Re: What is correct strategy for Spark Streaming Kerberos Login For Long running applications?

Expert Contributor

@Jitendra Yadav does it perform renewal or kinit based on corporate policy allowances to renew and password / keytab changes?

Re: What is correct strategy for Spark Streaming Kerberos Login For Long running applications?

@Saumil Mayani

Is creates a new token when it reaches 70% of expiry time.

Please go through below doc and jira for more technical design info.

https://docs.google.com/document/d/1ECBZTprOEHPueXcG-w3GibpoWgLccHJwU62pNxYM5oU/edit#

https://issues.apache.org/jira/browse/SPARK-5342

Re: What is correct strategy for Spark Streaming Kerberos Login For Long running applications?

Expert Contributor

@Jitendra Yadav - the jira you mentioned specifically referred to yarn / hdfs, but if I use the same principal and keytab would it work and re-new for long running streaming job that access e.g. hbase / hive? I presume they can and will use the same token?

Re: What is correct strategy for Spark Streaming Kerberos Login For Long running applications?

@David Tam Sorry don't know how does spark AM token renew functionality differ in case of hbase/hive.
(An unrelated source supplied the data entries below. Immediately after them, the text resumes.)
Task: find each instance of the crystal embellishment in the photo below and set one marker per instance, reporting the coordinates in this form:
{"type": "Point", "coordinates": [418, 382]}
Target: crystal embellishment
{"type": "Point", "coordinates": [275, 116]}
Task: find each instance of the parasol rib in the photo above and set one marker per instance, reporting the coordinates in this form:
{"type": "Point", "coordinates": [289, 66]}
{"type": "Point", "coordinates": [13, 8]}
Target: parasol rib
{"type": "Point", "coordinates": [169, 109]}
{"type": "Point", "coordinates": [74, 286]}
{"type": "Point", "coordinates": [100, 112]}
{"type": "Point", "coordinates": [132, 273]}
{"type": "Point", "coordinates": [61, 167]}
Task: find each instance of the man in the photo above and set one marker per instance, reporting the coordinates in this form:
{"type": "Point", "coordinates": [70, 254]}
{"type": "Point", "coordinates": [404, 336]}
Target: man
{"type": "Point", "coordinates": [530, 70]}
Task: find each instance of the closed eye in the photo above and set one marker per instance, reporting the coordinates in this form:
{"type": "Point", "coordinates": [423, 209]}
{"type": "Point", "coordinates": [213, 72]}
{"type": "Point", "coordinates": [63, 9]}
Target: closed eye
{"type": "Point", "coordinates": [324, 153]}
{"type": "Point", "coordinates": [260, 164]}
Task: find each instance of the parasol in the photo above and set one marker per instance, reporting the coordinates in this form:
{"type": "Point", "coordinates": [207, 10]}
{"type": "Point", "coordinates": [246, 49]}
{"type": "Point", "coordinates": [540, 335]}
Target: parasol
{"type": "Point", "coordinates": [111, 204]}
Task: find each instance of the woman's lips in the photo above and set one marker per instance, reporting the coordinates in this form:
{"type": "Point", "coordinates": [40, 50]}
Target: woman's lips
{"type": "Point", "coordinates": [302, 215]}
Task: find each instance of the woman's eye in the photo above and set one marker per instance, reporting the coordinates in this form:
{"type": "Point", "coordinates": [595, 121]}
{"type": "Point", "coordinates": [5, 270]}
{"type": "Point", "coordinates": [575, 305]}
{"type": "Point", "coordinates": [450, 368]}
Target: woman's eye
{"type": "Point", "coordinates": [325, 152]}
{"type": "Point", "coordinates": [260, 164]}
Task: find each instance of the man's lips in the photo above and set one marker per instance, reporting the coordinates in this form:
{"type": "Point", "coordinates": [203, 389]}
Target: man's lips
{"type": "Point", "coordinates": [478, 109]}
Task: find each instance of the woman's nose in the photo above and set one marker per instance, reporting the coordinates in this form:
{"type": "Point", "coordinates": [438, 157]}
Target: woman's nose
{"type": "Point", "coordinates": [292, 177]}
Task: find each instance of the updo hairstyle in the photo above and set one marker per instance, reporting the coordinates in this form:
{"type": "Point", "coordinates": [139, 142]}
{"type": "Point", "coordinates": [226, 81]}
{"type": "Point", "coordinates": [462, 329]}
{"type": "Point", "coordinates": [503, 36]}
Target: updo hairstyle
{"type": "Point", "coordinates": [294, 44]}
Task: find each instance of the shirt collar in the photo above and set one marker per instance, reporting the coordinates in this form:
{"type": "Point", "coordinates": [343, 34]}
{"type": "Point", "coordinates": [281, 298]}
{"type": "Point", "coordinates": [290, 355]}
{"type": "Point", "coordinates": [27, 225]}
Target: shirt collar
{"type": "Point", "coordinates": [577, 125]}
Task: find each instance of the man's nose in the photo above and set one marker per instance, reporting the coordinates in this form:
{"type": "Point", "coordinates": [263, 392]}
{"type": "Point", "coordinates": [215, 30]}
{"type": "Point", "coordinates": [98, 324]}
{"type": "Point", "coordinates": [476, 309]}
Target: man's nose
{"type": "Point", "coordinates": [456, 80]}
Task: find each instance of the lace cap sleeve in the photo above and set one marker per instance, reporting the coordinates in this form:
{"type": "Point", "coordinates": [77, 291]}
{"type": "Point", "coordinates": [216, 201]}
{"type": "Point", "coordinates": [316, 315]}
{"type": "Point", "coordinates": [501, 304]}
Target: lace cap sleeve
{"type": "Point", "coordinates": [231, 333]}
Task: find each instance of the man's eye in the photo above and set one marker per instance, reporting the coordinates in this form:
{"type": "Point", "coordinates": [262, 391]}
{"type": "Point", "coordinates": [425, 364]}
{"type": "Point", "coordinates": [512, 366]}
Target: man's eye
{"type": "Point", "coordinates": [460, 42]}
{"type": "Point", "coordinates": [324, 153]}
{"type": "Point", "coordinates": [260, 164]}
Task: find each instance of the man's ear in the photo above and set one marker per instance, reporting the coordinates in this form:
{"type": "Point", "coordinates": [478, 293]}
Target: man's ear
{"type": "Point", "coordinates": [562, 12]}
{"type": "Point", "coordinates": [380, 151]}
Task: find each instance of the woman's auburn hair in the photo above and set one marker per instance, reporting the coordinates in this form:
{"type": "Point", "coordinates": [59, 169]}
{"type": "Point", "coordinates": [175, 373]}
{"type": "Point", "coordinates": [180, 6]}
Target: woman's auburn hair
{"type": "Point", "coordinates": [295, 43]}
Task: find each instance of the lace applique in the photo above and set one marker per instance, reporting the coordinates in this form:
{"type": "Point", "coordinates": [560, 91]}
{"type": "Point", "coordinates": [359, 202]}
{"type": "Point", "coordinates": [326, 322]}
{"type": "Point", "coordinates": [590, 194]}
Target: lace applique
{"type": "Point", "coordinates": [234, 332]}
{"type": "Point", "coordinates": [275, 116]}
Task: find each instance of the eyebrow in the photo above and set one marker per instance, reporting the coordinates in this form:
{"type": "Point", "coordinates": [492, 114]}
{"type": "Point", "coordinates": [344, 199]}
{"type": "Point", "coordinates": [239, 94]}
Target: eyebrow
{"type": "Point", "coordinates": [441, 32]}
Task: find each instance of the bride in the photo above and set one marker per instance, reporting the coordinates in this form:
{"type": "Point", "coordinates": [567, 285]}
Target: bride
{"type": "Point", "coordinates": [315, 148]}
Re: What is correct strategy for Spark Streaming Kerberos Login For Long running applications?

Expert Contributor

In the Spark AM, the keytab is used to logon as the principal and use kerberos credentials to acquire new instances of all default tokens (HDFS/Hive/HBase) in HDP Spark 1.6. In Apache Spark Hbase is not acquired. There is a backport in HDP for that fix from Spark 2.0.